# A Pack civilian MRE taste test



## csi-tech (Apr 13, 2013)

So I buy two cases of the A pack MREs. The inspection date is over a year away so I can keep them for a while anyway. The wife was sick and I decided that rather than cooking I would give one a shot. I opened it up the contents were as follows: salt, pepper, atwo fig newtons, a bag of skittles, a pack of osmotic raisins, garden vegetables with noodle entree, flameless heater and crackers with no peanut butter or cheese spread (bummer). These are the reduced sodium variety by the way. I open everything up and heat up the entree pouch.

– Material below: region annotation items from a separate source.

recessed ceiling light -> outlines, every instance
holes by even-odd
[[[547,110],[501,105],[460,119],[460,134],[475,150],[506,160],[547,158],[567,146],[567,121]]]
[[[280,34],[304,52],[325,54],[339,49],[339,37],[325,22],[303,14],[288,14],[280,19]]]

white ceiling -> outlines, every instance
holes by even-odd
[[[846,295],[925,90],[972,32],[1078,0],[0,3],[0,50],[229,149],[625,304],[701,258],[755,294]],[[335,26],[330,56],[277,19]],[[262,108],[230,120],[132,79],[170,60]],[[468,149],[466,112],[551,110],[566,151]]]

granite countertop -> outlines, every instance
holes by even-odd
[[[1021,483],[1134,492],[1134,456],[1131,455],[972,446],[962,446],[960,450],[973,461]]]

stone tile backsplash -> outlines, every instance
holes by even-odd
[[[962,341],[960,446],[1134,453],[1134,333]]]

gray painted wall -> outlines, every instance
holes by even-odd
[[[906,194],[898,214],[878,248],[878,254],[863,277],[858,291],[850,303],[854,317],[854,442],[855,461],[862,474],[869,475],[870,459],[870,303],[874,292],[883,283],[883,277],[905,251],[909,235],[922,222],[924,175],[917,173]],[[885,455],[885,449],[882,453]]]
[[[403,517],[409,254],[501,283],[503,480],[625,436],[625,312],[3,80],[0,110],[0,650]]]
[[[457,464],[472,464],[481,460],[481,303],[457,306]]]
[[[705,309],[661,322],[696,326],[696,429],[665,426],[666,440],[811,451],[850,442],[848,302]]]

The entree tasted ok but did not get super hot. I had to sort of bust it up as it had retained that un-appetizing pouch shape. I think it would have been more appropriately named Chili Mac. The fig Newtons were very good, the skittles were stuck together but tasted like skittles, the crackers were just OK and had an after taste I didn't much care for and as far as the raisins go, if the military still puts you to death for giving aid and comfort to the enemy, Mr. Osmotic and his nasty, snot covered raisins should be shot at dawn.

Bottom line: It was not a pleasant experience but it didn't make me sick either. My stomach was full and in a bad situation I'm sure it would be ambrosia. I didn't even get the runs. I would like to have seen a drink mix and substitute those demon raisins with the old dried bananas and pineapple chunks we used to get in military MREs. Then put the raisins in palates and drop them on ISIS territory and label them "Power Raisins from Allah, must be consumed immediately by the order of the Prophet." war over.


----------